Editor’s note: This post is not intended as medical advice. Always consult a medical professional or physician before treatment of any kind.
I’ve had the good fortune of bringing three tiny humans into this big, crazy world and one thing I’ve learned as a result is that there is no rushing nature. Which is why I couldn’t help but raise an eyebrow at a new study making the rounds that claims women can reduce their labor time by working out while pregnant.
Hmmm … skeptical, too?
The research was published in the May 2018 edition of The European Journal of Obstetrics and Gynecology and Reproductive Biology, which found that women who performed moderate exercise sessions three times a week throughout their pregnancy can reduce their labor times significantly during the first and second phases of labor — and moreover, women who exercise regularly were less likely to have an epidural.
Before you get too excited, though, let’s just look at the numbers. The study showed that women who worked out reduced their labor times by a total of 53 minutes — with their average labor times totaling 409 minutes versus 462 minutes for women who didn’t exercise regularly. In other words, that’s almost one entire episode of Real Housewives.
Honestly, depending on how intense your labor is, knocking off almost an hour could be awesome … or kind of NBD in the grand scheme of things.
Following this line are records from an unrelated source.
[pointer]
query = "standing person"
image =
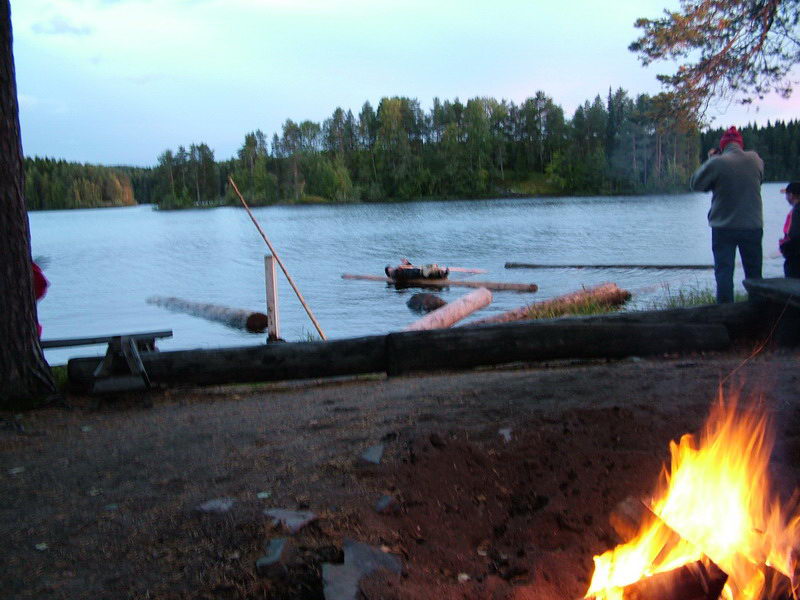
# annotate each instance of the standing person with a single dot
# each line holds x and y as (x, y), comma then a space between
(790, 242)
(734, 177)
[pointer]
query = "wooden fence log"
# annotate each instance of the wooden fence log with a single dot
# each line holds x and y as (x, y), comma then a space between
(465, 347)
(453, 312)
(607, 294)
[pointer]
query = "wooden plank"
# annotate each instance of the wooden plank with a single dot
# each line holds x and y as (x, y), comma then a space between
(270, 362)
(104, 339)
(777, 289)
(441, 283)
(515, 265)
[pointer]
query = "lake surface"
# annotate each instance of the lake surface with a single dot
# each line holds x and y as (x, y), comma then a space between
(104, 263)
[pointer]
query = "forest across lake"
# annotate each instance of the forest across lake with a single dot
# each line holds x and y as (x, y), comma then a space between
(483, 148)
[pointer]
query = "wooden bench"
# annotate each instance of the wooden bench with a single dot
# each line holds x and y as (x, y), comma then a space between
(121, 368)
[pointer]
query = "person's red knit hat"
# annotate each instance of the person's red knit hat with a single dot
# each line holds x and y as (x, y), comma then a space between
(732, 135)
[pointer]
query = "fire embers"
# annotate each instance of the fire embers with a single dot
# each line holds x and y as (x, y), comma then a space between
(716, 529)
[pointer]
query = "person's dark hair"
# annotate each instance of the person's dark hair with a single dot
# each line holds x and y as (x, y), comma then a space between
(793, 188)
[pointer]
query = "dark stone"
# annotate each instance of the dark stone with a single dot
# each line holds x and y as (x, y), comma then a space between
(292, 520)
(386, 505)
(341, 581)
(436, 441)
(373, 454)
(273, 563)
(425, 302)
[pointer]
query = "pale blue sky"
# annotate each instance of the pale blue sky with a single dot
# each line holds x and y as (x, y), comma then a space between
(119, 81)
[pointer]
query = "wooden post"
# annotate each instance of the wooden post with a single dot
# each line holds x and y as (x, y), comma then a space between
(271, 280)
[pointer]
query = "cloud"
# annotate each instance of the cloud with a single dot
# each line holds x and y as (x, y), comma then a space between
(58, 25)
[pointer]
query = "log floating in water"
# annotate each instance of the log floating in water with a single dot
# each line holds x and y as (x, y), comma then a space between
(255, 322)
(607, 294)
(408, 351)
(440, 283)
(513, 265)
(453, 312)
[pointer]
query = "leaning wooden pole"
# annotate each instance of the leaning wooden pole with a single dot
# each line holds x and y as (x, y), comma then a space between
(279, 261)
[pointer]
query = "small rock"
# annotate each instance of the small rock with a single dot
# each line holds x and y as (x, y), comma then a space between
(292, 520)
(273, 563)
(341, 581)
(386, 504)
(373, 454)
(217, 505)
(436, 441)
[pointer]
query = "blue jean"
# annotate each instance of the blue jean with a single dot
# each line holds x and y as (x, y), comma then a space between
(724, 242)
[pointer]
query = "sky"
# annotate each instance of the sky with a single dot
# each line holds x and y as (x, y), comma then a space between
(119, 81)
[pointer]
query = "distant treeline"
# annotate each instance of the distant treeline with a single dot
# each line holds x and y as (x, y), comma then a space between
(483, 148)
(54, 184)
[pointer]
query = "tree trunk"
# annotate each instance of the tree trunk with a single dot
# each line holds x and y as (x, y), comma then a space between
(25, 376)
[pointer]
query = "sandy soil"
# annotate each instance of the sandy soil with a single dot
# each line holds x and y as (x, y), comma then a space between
(111, 491)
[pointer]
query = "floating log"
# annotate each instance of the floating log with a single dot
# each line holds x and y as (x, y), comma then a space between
(607, 294)
(513, 265)
(440, 283)
(425, 302)
(408, 351)
(453, 312)
(254, 322)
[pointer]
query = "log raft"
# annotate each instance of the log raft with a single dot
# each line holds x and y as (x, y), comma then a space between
(441, 283)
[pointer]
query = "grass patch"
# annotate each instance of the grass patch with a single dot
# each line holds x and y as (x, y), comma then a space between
(686, 297)
(585, 308)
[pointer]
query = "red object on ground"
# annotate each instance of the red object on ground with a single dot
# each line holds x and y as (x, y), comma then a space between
(40, 284)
Don’t get me wrong, though — I’m not knocking exercise at all, since there are so many proven benefits to being a healthy and fit mama. Growing babies need moms who make a world of great choices, from staying hydrated and getting plenty of sleep to getting in that yoga or walking time to keep all of the muscles needed for labor in tip-top shape. So I love that science took a closer look at how great exercise can be for a pregnant mom.
But let’s get super real for a second. When I was pregnant, there were loads of times when the very last thing on Earth that I wanted to do was drop some sweat and hit the gym. Hell, eating through a pint of Ben and Jerry’s was occasionally what passed as cardio especially in the second trimester. And when I had two kids to wrangle at home while expecting my third child? Yeah — not happening.
Try to imagine a 20 lb. bowling ball strapped to your stomach and pressing against your bladder and then tell me that you’d be cool with working out three times a week in your third tri. I mean seriously, once you hit month six, you can’t even see your damn feet anymore let alone your own hoo-ha.
My grandmother once told me that if I wanted to hurry up and get things started, I could grab my husband have a good romp in the hay. Others will say castor oil or even acupuncture can do the trick. One friend once told me to massage my perineum (as if I could reach that by month 9).
In other words, women have been trying to figure out how the heck to get something the size of a watermelon out of something the size of a lemon quickly and easily since … well, forever. But the truth is, there are a variety of factors at play.
So while it’s clear that regular exercise can indeed help women stay healthy, prepare the body for labor, and even reduce stress and help maximize that lovely glow, it’s not always possible, depending on your body and your pregnancy. If you’re able to hit the gym three times a week throughout your pregnancy, more power to you! But if you (like me), just aren’t able to keep up that kind of schedule, just know that you’re not alone — and above all, don’t sweat it.